Professor Yang has influenced me in varying degrees in various important stages of my life. While I have always been interested in science, the award of the Nobel Prize in Physics to Lee and Yang in 1957 made my decision to choose physics as my career much easier. Their award reinstilled self-confidence in the Chinese people, who started to lose confidence in their abilities after witnessing China's repeated defeats in the hands of the western powers in the past century. In the 1960's, many physics students thought particle physics was the only physics worthy of study. However, Yang's elegant work on phase transition, flux quantization and off-diagonal-long-range-order demonstrated that solid state or condensed matter physics is equally challenging and that the significance of a physics problem depends critically on the ability of a physicist to unravel it. As a result, I was among the minority of physics students in the 60's who decided to enter the exciting field of condensed matter physics with gusto.
Later, the time came for me to form a family. I was at that time courting Professor S. S. Chern's daughter, May. Professor Chern would like to know a little about me. So he asked Professor Yang. Professor Yang directed the question to my late mentor, Professor Bernd Matthias. Professor Matthias' answer was, "Paul is bright but May is brighter". This "correct message" changed my personal life and May later became my wife. However, Matthias confided to a friend of mine later that he was merely joking with Yang since he was amazed by how concerned a Chinese parent (Chern) could be about his daughter's social life!
After the discovery of high temperature superconductors in 1987, I received numerous attractive offers from many prestigious universities. The University of Houston thus faced the dim prospect of losing all pledges of support should I leave. Aside from my sense of loyalty to Houston, Yang's advice also played a key role in my decision to stay in Houston. He told me that with enough support and good will, one might draw more satisfaction from building a great center in a less well-known university than in an already well-established institution. So I decided to stay in Houston to build up the Texas Center for Superconductivity at the University of Houston (TCSUH).
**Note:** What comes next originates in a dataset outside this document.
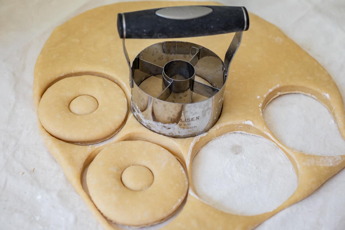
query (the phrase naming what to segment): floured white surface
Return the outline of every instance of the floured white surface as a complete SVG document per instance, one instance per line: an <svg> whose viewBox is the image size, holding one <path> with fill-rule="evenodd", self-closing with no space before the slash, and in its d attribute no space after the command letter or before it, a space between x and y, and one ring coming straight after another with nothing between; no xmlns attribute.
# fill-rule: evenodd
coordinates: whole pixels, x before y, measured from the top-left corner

TCSUH is now one of the world's leading centers for superconductivity researches. Last year, in 2001, I encountered an equally great if not greater challenge, viz. whether I should take up the presidency at the Hong Kong University of Science and Technology (HKUST). HKUST is a young and vigorous university and it is moving up the international academic ladder rapidly. After reading the long list of carefully thought-out reasons from Professor Yang and talking to Professor Sam Ting, I decided to take up this new challenge in Hong Kong while pursuing at the same time my superconductivity research in the US.
At this happy occasion, I would like to thank Professor Yang for his sagacious advice, stanch support and unfailing friendship. But more importantly, I would like to thank Professor Yang for being an inspiration not only to me but also to generations of physicists worldwide. I wish you the best of health, happiness, insight and productivity for many years to come.